Hi Sreenivasa,

On Fri, Aug 20, 2010 at 02:37:45PM -0400, Turlapati, Sreenivasa wrote:
> Hi,
> 
> In TCP Mode, is it possible to apply the user-based stickiness?

It depends how you qualify a "user". If for you there is a 1:1 mapping
between users and IP addresses, then you can for instance stick on the
source IP. This generally works well on enterprise internal networks.
Some protocols built on top of TCP define users, or provide ways to
enable stickiness. That's the case for RDP for instance, where a user
ID may be passed and where the server's ID is passed. In HTTP, which
is also built on top of TCP, there are other ways to qualify a "user",
most often there is a 1:1 mapping between a person and a browser so the
browser session represented by a cookie can be assimilated to a "user".

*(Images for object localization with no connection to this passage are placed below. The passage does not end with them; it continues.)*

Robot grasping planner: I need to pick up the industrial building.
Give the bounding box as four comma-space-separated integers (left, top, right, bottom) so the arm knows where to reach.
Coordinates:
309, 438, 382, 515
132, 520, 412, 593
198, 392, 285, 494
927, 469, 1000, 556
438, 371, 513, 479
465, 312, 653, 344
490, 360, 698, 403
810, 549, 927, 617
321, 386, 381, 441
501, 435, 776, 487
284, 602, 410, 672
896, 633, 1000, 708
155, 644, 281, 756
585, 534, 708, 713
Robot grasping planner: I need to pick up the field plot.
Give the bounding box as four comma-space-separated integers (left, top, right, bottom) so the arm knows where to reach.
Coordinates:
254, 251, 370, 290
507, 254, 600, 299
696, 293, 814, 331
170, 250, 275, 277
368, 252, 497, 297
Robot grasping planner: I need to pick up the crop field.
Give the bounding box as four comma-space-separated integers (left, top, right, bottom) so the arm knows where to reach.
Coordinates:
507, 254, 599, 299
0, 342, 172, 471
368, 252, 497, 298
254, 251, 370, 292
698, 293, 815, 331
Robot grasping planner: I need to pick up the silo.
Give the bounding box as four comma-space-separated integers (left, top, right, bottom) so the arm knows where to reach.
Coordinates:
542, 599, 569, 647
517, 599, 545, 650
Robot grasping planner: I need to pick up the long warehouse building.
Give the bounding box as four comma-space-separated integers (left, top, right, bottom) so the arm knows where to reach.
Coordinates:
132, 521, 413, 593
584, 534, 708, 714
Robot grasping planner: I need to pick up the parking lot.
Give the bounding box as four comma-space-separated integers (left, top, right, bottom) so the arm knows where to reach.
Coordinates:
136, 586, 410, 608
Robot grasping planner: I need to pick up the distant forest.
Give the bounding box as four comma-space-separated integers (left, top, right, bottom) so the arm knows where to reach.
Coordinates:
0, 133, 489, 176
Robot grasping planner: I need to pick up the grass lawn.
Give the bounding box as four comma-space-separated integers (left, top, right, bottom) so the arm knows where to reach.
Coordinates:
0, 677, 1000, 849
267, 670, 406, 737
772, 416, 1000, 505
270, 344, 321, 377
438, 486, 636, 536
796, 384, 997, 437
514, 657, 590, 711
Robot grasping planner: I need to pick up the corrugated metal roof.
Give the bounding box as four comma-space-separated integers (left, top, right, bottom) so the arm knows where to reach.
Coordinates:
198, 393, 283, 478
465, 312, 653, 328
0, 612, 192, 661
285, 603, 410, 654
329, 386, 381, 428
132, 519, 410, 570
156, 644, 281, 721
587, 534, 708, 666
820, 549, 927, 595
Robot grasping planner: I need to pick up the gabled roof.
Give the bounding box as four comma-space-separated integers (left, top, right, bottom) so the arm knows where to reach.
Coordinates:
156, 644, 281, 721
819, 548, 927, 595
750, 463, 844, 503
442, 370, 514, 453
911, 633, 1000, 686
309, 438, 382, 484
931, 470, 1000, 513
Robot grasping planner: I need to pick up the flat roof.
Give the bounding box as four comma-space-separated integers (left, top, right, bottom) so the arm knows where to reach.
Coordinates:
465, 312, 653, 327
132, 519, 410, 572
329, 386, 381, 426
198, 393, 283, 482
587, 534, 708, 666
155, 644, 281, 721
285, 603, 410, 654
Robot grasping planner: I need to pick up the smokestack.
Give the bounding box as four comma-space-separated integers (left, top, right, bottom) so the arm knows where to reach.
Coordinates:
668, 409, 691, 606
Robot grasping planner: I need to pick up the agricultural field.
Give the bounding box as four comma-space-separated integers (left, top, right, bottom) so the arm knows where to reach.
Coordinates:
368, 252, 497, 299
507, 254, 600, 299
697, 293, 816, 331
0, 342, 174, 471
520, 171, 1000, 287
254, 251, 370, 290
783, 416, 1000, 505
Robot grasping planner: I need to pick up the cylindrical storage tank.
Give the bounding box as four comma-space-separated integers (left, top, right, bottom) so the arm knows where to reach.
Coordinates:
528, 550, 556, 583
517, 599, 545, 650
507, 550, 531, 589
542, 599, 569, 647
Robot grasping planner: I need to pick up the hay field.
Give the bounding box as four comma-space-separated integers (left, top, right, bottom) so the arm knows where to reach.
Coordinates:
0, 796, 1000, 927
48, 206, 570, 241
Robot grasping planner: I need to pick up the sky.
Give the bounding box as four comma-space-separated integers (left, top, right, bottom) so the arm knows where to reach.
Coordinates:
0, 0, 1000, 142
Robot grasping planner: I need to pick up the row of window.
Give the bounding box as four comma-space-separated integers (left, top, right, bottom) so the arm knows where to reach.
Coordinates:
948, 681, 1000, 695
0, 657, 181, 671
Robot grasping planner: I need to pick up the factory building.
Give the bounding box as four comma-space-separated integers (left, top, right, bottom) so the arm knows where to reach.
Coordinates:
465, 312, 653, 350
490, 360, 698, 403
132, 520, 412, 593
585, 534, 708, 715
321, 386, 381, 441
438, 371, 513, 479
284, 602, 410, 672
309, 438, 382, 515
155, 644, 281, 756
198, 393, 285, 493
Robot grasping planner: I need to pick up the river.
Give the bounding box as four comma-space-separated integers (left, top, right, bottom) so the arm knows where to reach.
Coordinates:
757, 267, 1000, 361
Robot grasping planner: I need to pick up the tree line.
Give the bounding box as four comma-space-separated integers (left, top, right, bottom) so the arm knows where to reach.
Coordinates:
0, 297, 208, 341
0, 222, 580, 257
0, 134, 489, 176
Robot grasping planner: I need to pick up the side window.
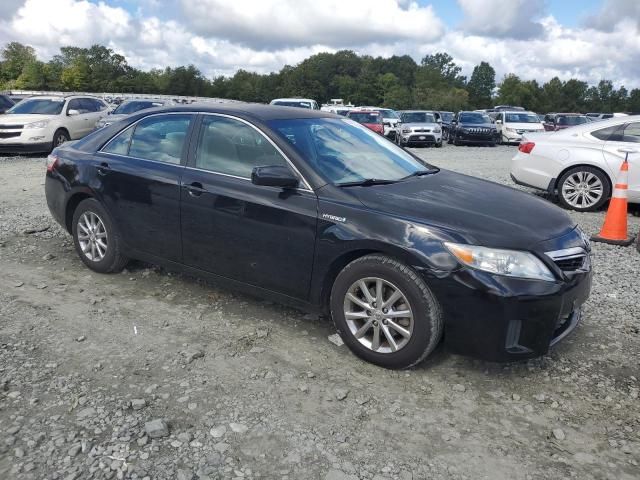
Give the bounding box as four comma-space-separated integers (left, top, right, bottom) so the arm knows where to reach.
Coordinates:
102, 127, 134, 155
129, 115, 191, 164
195, 115, 287, 178
622, 122, 640, 143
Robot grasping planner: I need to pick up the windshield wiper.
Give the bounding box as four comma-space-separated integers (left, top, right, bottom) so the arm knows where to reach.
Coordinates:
400, 168, 438, 180
338, 178, 398, 187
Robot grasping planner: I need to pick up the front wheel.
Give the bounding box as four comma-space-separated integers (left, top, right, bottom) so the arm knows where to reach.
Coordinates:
72, 198, 129, 273
558, 166, 611, 212
330, 254, 443, 369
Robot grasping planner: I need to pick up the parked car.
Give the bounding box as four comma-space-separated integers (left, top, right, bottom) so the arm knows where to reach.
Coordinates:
494, 110, 544, 144
448, 111, 498, 147
396, 110, 442, 148
270, 98, 320, 110
347, 110, 384, 135
96, 99, 175, 128
0, 95, 107, 152
511, 116, 640, 211
45, 104, 591, 368
542, 113, 589, 132
0, 95, 15, 113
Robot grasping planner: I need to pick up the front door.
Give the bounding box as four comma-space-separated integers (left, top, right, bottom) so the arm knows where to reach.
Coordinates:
181, 115, 318, 299
602, 122, 640, 203
93, 114, 195, 262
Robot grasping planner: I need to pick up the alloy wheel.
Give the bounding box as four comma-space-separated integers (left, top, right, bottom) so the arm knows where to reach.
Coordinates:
78, 211, 108, 262
344, 277, 414, 353
562, 171, 604, 209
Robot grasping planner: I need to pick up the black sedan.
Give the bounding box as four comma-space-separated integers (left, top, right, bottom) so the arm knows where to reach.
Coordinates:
45, 105, 591, 368
448, 112, 499, 147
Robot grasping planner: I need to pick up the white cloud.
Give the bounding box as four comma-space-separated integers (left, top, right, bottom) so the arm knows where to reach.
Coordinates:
458, 0, 545, 39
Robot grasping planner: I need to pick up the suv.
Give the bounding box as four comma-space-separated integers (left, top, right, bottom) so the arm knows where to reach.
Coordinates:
0, 95, 108, 152
491, 110, 544, 144
96, 98, 175, 128
448, 111, 498, 147
269, 98, 320, 110
396, 110, 442, 148
542, 113, 589, 132
0, 95, 15, 113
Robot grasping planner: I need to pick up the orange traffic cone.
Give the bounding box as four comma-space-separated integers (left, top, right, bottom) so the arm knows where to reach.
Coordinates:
591, 158, 634, 247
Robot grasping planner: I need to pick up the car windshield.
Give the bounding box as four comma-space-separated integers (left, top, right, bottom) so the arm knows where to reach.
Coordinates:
6, 98, 64, 115
557, 115, 589, 125
113, 101, 164, 115
378, 109, 400, 120
273, 100, 312, 109
460, 113, 491, 123
402, 112, 436, 123
269, 118, 437, 185
348, 112, 382, 123
504, 113, 540, 123
440, 112, 453, 122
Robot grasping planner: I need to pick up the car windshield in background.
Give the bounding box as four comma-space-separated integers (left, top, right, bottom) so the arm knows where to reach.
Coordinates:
557, 115, 589, 125
269, 118, 437, 185
402, 112, 436, 123
378, 110, 400, 120
113, 102, 164, 115
460, 113, 491, 123
349, 112, 382, 123
6, 98, 64, 115
273, 101, 311, 109
505, 113, 540, 123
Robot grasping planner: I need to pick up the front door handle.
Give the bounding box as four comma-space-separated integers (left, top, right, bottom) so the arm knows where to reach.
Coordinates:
184, 182, 206, 197
96, 162, 111, 176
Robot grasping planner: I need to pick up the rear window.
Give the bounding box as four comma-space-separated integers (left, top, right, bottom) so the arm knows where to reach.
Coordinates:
348, 112, 382, 123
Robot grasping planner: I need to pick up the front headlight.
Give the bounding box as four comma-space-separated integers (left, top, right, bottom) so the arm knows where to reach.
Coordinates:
22, 120, 49, 130
444, 242, 555, 282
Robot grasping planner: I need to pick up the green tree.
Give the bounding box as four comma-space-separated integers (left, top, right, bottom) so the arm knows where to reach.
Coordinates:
467, 62, 496, 108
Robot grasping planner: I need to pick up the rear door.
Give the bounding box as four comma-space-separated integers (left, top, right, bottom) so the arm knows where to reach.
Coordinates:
602, 122, 640, 202
181, 114, 318, 299
94, 113, 195, 262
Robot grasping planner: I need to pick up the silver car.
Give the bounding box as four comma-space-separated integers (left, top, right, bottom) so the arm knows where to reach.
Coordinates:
96, 98, 175, 130
397, 110, 442, 148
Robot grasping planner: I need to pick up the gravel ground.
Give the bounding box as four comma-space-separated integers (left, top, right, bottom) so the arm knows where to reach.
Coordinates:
0, 146, 640, 480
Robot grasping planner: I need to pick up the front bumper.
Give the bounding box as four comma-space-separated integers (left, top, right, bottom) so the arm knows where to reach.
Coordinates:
430, 263, 592, 362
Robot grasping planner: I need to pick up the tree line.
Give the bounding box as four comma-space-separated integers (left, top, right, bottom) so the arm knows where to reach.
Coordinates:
0, 42, 640, 112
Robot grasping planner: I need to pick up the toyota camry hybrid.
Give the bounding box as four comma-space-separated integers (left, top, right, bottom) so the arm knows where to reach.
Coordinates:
45, 104, 591, 368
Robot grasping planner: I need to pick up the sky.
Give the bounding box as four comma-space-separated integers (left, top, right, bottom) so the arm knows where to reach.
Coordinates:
0, 0, 640, 88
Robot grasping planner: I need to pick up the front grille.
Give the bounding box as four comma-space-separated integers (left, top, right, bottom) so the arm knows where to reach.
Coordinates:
546, 247, 587, 272
0, 132, 20, 138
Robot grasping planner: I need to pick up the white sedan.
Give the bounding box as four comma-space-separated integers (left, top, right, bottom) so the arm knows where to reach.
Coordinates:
511, 115, 640, 211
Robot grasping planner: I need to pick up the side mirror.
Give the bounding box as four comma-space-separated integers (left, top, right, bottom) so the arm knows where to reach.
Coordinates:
251, 165, 300, 188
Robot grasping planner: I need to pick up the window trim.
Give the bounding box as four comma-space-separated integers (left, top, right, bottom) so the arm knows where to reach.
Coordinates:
186, 112, 313, 192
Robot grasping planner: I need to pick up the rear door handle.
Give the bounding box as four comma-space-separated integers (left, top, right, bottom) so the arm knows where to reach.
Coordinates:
96, 162, 111, 176
184, 182, 207, 197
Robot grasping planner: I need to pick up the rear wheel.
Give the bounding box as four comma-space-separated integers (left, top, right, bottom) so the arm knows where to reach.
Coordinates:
558, 166, 611, 212
72, 198, 129, 273
330, 255, 442, 369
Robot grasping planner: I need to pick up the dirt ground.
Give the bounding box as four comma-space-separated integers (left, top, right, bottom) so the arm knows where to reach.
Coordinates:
0, 146, 640, 480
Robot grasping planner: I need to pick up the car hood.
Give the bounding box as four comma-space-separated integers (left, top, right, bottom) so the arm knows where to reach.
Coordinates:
0, 113, 57, 125
401, 122, 440, 128
349, 170, 576, 249
504, 122, 544, 130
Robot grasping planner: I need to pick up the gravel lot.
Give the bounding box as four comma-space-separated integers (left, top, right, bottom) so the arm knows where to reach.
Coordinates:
0, 146, 640, 480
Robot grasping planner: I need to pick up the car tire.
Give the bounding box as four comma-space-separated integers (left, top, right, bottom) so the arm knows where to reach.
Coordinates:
557, 166, 611, 212
72, 198, 129, 273
330, 254, 443, 369
51, 128, 70, 149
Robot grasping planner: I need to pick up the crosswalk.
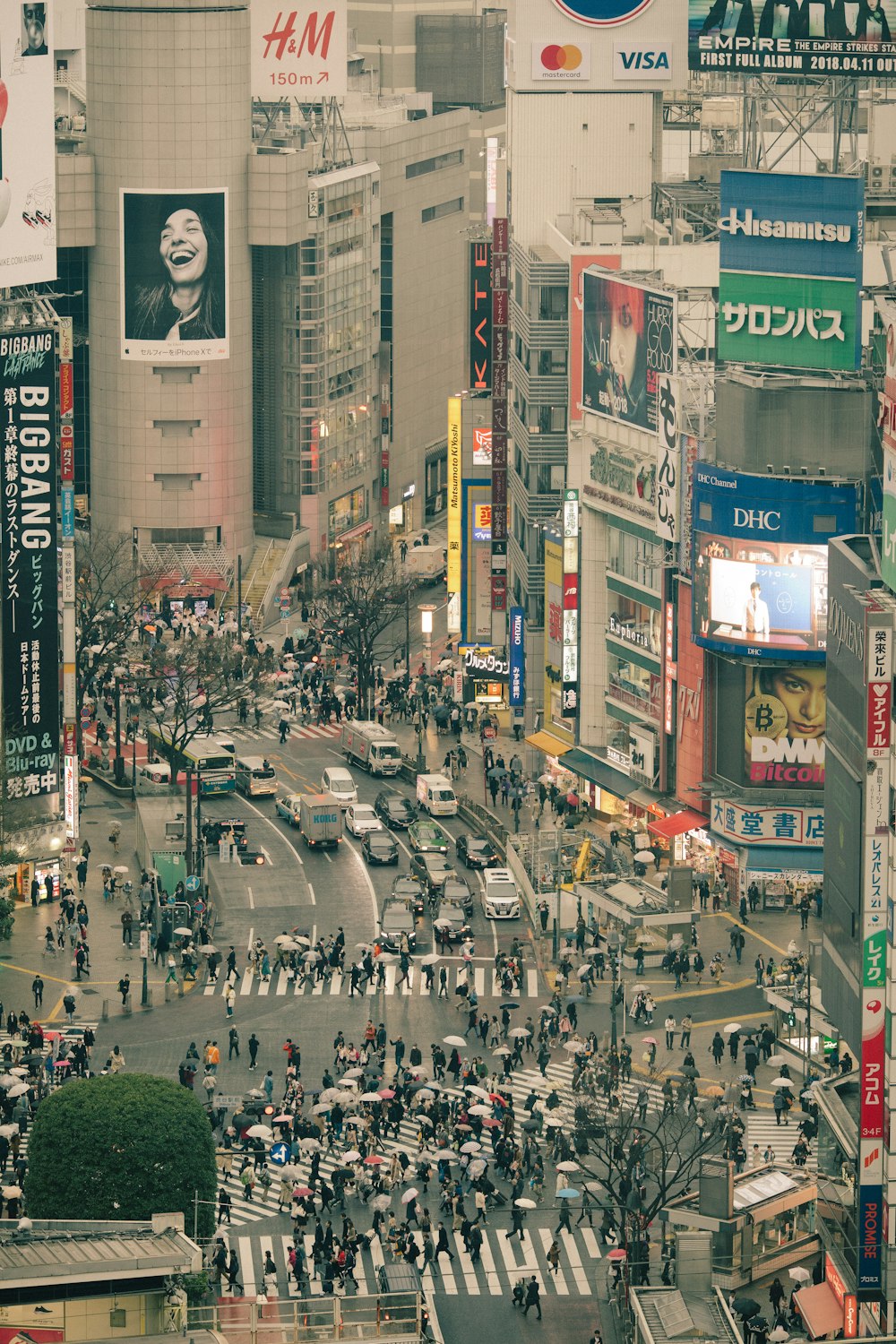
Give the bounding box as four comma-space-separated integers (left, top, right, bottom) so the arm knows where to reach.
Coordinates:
211, 1055, 662, 1230
202, 965, 544, 1004
213, 1223, 605, 1297
745, 1110, 818, 1172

> Our client passes the user id as one of the parameter (As 3rd Parameter)
> to our back-end server.

There is no "parameter" in TCP. There are source IP address, source IP
port, destination IP address, destination IP port, and two unidirectional,
continuous and undelimited streams.

So in your case, your client does not pass you the user id as one parameter
of TCP but as one parameter of another protocol which uses TCP for its
transport. Depending on the protocol, maybe it is already possible to do
something because *that* protocol is already implemented (eg: RDP or HTTP
as in examples above), or it's a different protocol that might require an
analyser to be written to parse it. Then maybe it's possible to do something
easily (eg: by reusing the existing stickiness infrastructure) or it might
be harder but some tricks might be possible (eg: hashing). Or maybe that
protocol can't be parsed at all in our case (eg: ciphered, or depends on
specs available under NDA only, etc...).

> So is it possible to read the user id from the incoming request and apply the 
> user id for stickiness. If it is possible could you explain us how can we 
> able accomplish.

It depends on the protocol your application uses on top of TCP.